Michael,

Thank you again for looking into this.  Also, I don't have a lot of
network code experience in python, so please take all this with ample
salt.

> I'm beginning to think I ought to start up a windows VM and see if I can
> reproduce this there.

I would like to see big K be well supported on windows.  And I'd be
happy to help in anyway I could.  I can't donate a microsoft license
to you, but I can test locally.  I bet you could get MS to donate a
license.  But if you need any help setting up a VM, let me know.  I
use vmware and virtualbox.

> Now there's several ways that I could go down this, but I can see that
> probably the simplest would be to add a connection timeout this way:
>
> class TCPClient(Axon.Component.component):
>    def __init__(self,host,port,delay=0,connect_timeout=60):
>         self.connect_timeout = connect_timeout
> ...
>                connect_start = time.time()
>                while not self.safeConnect(sock,(self.host, self.port)):
>                   if self.shutdown():
>                       return
>                   if ( time.time() - connect_start ) > self.connect_timeout:
>                       self.howDied = "timeout"
>                       raise Finality
>                   yield 1


I am +1 to the idea of including a timeout parameter.  In fact, I
think every network operation call inside Kamaelia should expose a
defaulted timeout parameter.  That said, my gut feeling is that the
timeout should be handled at the lowest level possible and then
exposed all the way up the call tree.  For example:

> connection, it would hit this logic path in safeConnect:
>       try:
>          sock.connect(*sockArgsList); # Expect socket.error: (115, 'Operation 
> now in progress')
> ....
>       except socket.error, socket.msg:
>          (errorno, errmsg) = socket.msg.args
>          if errorno==errno.EALREADY:
>             # The socket is non-blocking and a previous connection attempt 
> has not yet been completed
>             # We handle this by allowing  the code to come back and 
> repeatedly retry
>             # connecting.

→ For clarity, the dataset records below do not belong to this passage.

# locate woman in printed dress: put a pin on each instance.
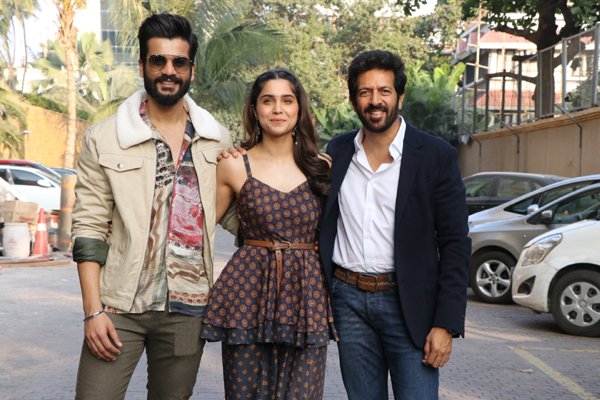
(270, 307)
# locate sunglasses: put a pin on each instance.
(157, 62)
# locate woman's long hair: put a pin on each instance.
(306, 156)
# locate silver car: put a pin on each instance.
(496, 246)
(530, 202)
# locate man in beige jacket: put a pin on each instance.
(143, 225)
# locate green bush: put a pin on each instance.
(52, 105)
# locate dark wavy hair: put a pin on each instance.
(168, 26)
(376, 59)
(306, 154)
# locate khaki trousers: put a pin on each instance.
(173, 349)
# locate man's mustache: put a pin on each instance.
(372, 108)
(172, 78)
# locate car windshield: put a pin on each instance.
(50, 172)
(51, 178)
(478, 186)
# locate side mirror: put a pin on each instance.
(546, 217)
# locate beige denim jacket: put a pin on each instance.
(116, 173)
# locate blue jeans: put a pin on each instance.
(373, 341)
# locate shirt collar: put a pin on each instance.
(396, 146)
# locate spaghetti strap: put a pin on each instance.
(247, 165)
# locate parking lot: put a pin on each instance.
(509, 352)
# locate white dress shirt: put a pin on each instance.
(367, 200)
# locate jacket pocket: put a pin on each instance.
(420, 189)
(120, 163)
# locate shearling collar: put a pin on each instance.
(131, 130)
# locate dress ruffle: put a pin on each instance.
(269, 333)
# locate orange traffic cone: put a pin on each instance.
(41, 236)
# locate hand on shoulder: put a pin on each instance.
(326, 157)
(231, 172)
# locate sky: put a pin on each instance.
(42, 27)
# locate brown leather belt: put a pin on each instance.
(368, 282)
(277, 247)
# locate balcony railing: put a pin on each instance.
(565, 74)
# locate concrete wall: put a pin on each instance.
(548, 146)
(47, 141)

This is a valid, if brute force approach.
>             assert(self.connecting==1)
>             return False
>          elif errorno==errno.EINPROGRESS or errorno==errno.EWOULDBLOCK:
>             #The socket is non-blocking and the connection cannot be 
> completed immediately.
>             # We handle this by allowing  the code to come back and 
> repeatedly retry
>             # connecting. Rather brute force.
>             self.connecting=1
>             return False # Not connected should retry until no error

Here we have EALREADY, EINPROGRESS and EWOULDBLOCK.  I think there
needs to be a way to timeout these connection attempts rather than
simply not starting another attempt after some timeout period.  Why
would we want to keep retrying the connection during the timeout
period?  I think it should only make 1 single connection attempt and
wait at most timeout period for success.

On an only slightly related note, I remember reading a posting once by
Glyph where he was promoting one of the values for using twisted.  He
said that they had spent considerable time testing and debugging the
frustratingly disparate socket behaviors on the 3 major platforms and
only twisted really "did the right thing" while still exposing a
uniform framework interface.  My brain doesn't fit twisted, but now
I'm starting to appreciate what he was talking about.